In 1878 Cahun set out on a fresh series of journeys accompanied by his wife. The two intrepid travelers visited the Syrian Coastal Mountain Range (1878), the Faroe Islands and Iceland (1879), and central Syria and Mesopotamia (1880). In 1879, the Tour du Monde published an account of his travels through Syria and the mountains of Ansairi there. He also issued a volume treating the same subject, entitled Excursions sur les Bords de l'Euphrate (Paris, 1884). His scholarly study of local customs, Scènes de la Vie Juive en Alsace, with preface by Zadoc Kahn, chief rabbi of Paris, appeared about the same time (ib. 1885). In 1884 he published Le Congo, la Véridique Description du Royaume Africain, Traduite pour la Première Fois en Français sur l'Edition Latine Faite par les Frères de Bry en 1598, d'Après les Voyages Portugais et Notamment Celui d'Edouard Lopez en 1578 (Brussels, 1884).

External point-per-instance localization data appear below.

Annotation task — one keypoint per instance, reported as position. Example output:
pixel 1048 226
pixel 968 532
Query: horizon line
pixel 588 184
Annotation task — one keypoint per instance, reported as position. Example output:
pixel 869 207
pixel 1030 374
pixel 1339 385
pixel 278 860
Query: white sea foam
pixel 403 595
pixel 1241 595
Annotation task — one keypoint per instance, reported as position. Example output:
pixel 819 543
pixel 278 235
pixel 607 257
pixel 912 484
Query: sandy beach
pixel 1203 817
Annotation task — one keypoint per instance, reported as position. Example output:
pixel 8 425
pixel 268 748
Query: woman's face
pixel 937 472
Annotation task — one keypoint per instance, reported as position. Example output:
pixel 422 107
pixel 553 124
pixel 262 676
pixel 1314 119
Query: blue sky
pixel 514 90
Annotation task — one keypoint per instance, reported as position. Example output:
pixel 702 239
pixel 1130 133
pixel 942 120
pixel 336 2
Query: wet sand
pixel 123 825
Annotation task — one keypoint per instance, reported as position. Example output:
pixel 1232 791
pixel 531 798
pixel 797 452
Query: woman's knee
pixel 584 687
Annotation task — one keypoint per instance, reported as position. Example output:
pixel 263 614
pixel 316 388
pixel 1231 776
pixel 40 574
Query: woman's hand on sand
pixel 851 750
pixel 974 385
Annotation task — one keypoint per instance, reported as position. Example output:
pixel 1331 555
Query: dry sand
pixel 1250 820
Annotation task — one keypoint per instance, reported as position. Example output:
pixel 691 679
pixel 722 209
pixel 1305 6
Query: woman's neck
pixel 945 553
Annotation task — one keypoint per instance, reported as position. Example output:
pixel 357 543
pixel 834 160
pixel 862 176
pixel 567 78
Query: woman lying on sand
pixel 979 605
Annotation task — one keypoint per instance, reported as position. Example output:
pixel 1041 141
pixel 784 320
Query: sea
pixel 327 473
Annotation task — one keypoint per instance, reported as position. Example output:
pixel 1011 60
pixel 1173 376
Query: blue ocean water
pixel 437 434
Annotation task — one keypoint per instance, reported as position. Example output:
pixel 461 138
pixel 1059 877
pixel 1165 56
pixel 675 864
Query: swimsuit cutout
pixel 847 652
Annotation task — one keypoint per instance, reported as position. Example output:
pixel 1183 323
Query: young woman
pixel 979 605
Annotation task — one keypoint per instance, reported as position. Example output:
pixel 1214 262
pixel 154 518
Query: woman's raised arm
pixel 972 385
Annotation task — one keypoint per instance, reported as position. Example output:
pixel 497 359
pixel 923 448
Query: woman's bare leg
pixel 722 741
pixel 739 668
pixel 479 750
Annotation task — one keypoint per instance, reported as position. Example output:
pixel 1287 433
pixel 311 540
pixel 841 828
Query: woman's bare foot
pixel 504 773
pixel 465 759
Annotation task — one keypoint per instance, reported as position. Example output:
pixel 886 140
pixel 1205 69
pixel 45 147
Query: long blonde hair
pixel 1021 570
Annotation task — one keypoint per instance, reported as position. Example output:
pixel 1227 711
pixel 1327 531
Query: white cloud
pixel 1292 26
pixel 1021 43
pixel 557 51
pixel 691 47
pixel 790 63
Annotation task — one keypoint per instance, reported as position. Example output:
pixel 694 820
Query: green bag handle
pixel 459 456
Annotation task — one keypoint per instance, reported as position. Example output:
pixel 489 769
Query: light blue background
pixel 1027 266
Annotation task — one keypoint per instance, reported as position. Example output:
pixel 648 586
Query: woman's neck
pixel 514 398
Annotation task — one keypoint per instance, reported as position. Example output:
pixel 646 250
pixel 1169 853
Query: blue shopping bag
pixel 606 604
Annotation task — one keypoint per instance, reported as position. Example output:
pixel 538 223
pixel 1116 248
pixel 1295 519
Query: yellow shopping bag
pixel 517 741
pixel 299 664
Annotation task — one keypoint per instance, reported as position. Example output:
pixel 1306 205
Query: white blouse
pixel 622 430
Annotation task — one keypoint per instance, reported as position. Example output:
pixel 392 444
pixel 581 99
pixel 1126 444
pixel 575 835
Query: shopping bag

In 1890 Cahun established a course of lectures at the Sorbonne, where he taught the history and the geography of Asia. An abstract of one section of this course was incorporated in the Histoire Générale of Lavisse and Rambaud. Cahun's Introduction Générale à l'Histoire de l'Asie (1896), based on material gathered during his travels, is a complete and exact history of that continent. He also undertook the restoration of some ancient casts that are of great geographical interest. Some years before his death Cahun ceased writing for the Parisian periodicals, but to the end he contributed to Le Phare de la Loire. He left an unfinished history of the Arabs, and a historical novel dealing with the same topic. He was a member of several learned societies.

==Family==
Cahun came from a distinguished family, who traced back its ancestry to the times of Louis IX of France. His nephew, the son of Mathilde Cahun, Marcel Schwob (1867–1905), was a prolific French writer. French photographer and writer Claude Cahun (born Lucy Schwob, 1894–1954) was his great-niece.

==Influences on Turkish nationalism==
Cahun's novel La Bannière bleue (1877) acted as a major source of inspiration for Turkish nationalist current in the Ottoman Empire and his history work Introduction à l'histoire de l'Asie: Turcs et Mongols des origines à 1405 (1896) had great impact on the nationalistic historiography of the Republican era. Kemal Atatürk, the founder of the Republic had also been an avid reader of Cahun's Introduction à l'histoire de l'Asie which included influence of a Turkish race in the early development of the European civilization.